Originally uploaded by psdlund

As part of his Tips on Creating a More Connected Life, Edward M. Hallowell, M.D. suggests that we “visit the grave sites of loved ones every year.” He says that “this provides a time and place for remembering and reconnecting with the past.” So as part of our trip back to Indiana this summer, Julia and I have been doing exactly that. This picture is of the Prairie Street Cemetery, which was donated by the Prairie Street Mennonite Church to the City of Elkhart, and it happens to be the place where my father’s parents are buried. I wasn’t sure exactly where their grave sites were, since it’s been over twenty-five years since their funerals. But I had some vague recollection, and sure enough, I found them. I made this visitation on my own, but Julia and I did take Henry David to Julia’s mother’s grave site in Goshen, and we’ll stop by the memorial garden at the Presbyterian church in Elkhart where my father’s ashes are interred. I’d like to visit my maternal grandparents’ sites, too, but we may not have time this trip.

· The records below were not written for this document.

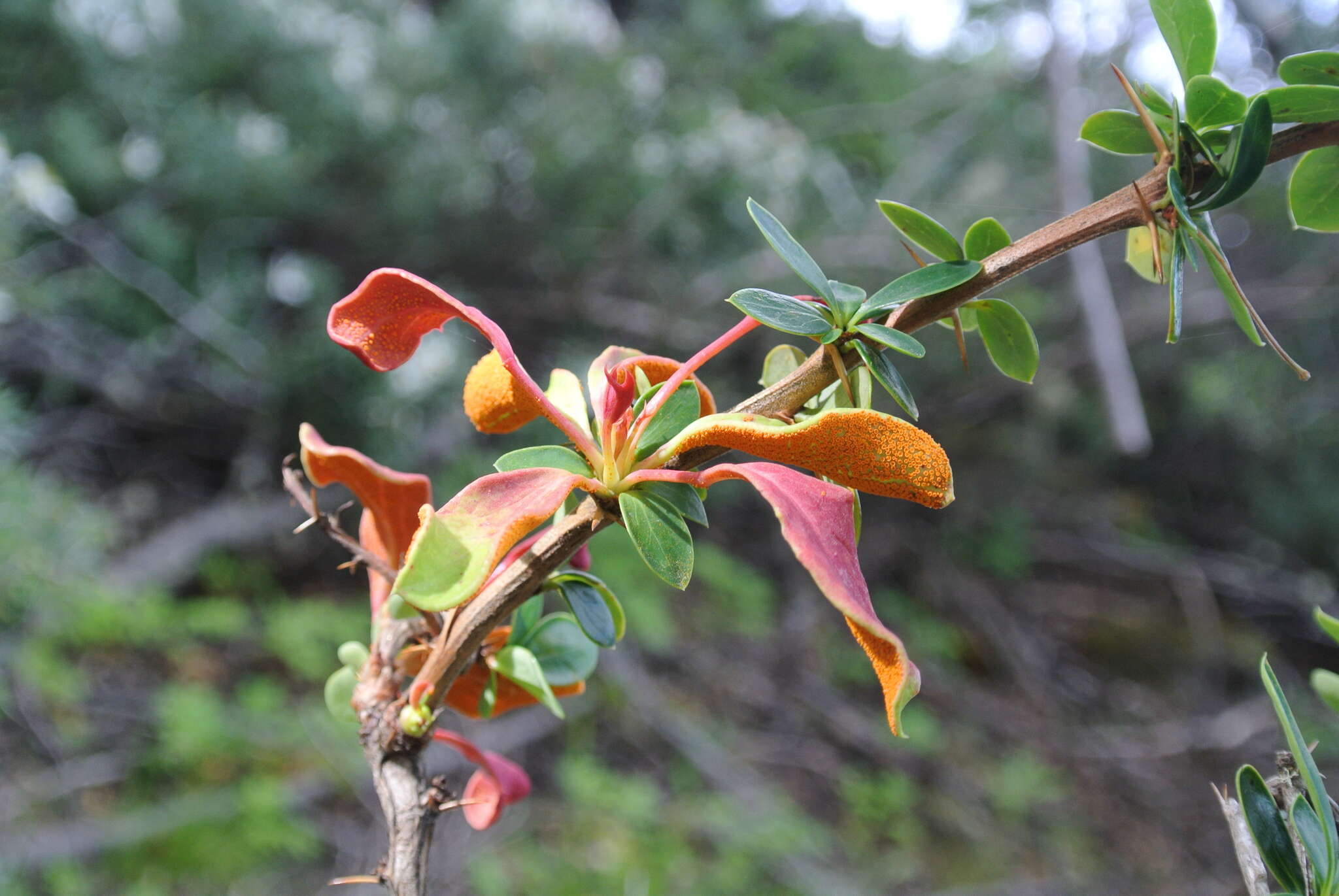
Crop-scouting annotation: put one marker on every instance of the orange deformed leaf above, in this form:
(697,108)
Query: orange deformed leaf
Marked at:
(817,522)
(864,449)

We also made a quick excursion up to East Lansing, Michigan, where my best buddy from theological school is the minister. Kathryn’s doing a wonderful job with the congregation there, and it was great to see her and her family–husband Stuart and son Theo (and poodle Scotty). Stuart and Theo spent Saturday morning working at a Habitat for Humanity site in Lansing with some other volunteers from the church, so we stopped by to see how it was going. It was wonderful to see quite a few youth from the church working along side the adults. Habitat is a natural volunteer opportunity for our any congregation. It can be completely intergenerational, too. The East Lansing church has the younger children come on the day when the keys are turned over to the new owners so they can be part of the celebration!